The example that first brought the plan to his mind is in the French city of Nantes. A delegation from the Council went there as Waterford is twinned with St Herblain, a suburb of Nantes. Cllr Murphy was Deputy Mayor of Waterford at the time of his visit. “They’ve a similar kind of background to ourselves, they would have been an industrial city once upon a time, through manufacturing and their port. But things changed, like in Waterford, and now they’re trying to redefine themselves and what they’re about.

“The Nantes one is fascinating because of what they have done with their quayside. They have made it into a cultural and artistic area, with these big, mechanical elephants that are harking back to the connections with Africa, which really would likely be the slave trade. I think we could do the same but on a scale suitable for our population. It’d mirror what’s happening on O’Connell Street with the Cultural Quarter and could bring people back onto the South Quays.”He continued: “With the Michael Street development and the North Quays development, there’s a great opportunity there to have an iconic urban green space like nothing I’d imagine there is already on the island. We’re adding 40,000 people to that side of the city through the North Quays, so this can be a ‘green lung’ between the new city and the old city.”

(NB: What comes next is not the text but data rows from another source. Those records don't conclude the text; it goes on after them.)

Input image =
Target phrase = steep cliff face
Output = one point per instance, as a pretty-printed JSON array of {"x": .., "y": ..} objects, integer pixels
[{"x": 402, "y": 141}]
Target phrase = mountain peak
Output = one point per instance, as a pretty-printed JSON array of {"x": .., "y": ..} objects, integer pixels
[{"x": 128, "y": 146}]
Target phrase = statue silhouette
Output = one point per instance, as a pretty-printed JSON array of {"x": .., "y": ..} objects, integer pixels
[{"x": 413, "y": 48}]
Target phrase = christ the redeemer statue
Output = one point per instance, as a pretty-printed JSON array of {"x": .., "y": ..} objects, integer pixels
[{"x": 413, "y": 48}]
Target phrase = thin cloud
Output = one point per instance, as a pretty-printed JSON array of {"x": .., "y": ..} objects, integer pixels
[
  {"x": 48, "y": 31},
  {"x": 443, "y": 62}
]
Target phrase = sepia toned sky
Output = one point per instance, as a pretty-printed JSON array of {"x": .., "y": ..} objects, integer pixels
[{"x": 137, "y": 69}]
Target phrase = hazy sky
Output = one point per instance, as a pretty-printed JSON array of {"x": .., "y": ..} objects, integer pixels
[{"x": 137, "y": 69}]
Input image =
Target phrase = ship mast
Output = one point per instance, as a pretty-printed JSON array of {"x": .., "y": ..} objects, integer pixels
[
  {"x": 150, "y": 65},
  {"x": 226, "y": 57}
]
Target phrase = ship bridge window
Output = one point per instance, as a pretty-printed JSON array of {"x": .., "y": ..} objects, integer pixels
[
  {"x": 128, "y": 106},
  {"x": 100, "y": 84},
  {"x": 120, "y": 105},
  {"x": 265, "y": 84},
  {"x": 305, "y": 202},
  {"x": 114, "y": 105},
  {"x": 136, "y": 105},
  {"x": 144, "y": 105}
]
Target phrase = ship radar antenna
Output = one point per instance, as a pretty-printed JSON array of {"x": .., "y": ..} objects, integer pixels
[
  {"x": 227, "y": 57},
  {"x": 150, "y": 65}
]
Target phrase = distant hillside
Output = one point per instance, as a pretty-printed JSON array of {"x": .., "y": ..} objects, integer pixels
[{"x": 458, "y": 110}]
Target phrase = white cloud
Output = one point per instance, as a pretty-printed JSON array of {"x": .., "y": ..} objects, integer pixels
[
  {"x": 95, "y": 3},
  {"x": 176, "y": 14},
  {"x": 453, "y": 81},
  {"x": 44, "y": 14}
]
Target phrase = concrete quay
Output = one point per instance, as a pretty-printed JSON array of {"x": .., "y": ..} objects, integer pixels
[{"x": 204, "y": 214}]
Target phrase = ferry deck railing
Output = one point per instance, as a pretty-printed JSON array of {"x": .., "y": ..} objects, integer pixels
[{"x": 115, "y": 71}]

He says heritage monuments on the South Quays already, such as the crane, could remain and be joined by more tributes: “You could have public art that would hark back to the very proud tradition we have as a port in Waterford city.” Cllr Murphy has the support of Waterford City and County Council CEO Michael Walsh, albeit somewhat conditional. He told councillors earlier this month that transforming the South Quays is an “aspiration” of his, but doesn’t see any change on the horizon with those car parks flanking the Clock Tower.
For that central car park at the Clock, the local authority is entering negotiations to develop a plaza which can then be a landing for the planned footbridge running over the River Suir, as part of the North Quays redevelopment. Mr Walsh said at the June plenary meeting that he believes it will be a long term plan, “gradually removing bits of [the car park] or improving the physical amenity”.

One of the sticking points to Cllr Murphy’s proposal is the hundreds of car parking spaces currently on the quayside. Removing them without a proper replacement would be controversial and would not work, he admits.
As part of the plan to redevelop the North Quays and Michael Street, there will be an additional 1,600 car parking spaces split between each. Cllr Murphy believes there will have to be greater cooperation with Bus Éireann to add routes to the city as it grows; Councillors have been seeking a presentation from the company for the past number of months but to no avail just yet. He also sees a park-and-ride eventually having to be considered for people coming from outside the city.

“We kind of have to start from the beginning again in Waterford but there’s a great opportunity with the development of the North Quays and we have this space that is wide open for sustainable green development in the city centre. It could also help the city to really benefit from the Greenway. We have a mile long quayside there, from Rice Bridge right down to the Plaza. And you take the Plaza, it’s the most under utilised public space in the city because there’s nothing to bring people onto the quays other than parking your car,” he said.
The City South Councillor added: “As I understand it, the Harbour Board owns the other car parks and have long term leases on them to business interests in the city. I know it’ll be convoluted but so was the Greenway, and in that we carried out one of the most complicated CPOs to get the North Quays off the ground.”
While the CEO classed it as a long term plan, Cllr Murphy wants to see the wheels put in motion now and for negotiations to be explored with Port of Waterford to see if the Council can gain control of the car parks.
“We should be trying to get the car parks off the Quay, they just don’t fit with the vision of the North Quays. The owners of the car parks would have to be properly compensated but the long term rewards could far outweigh that and frame the city of Waterford well into the future. I just think, let’s grab it now and go for broke.”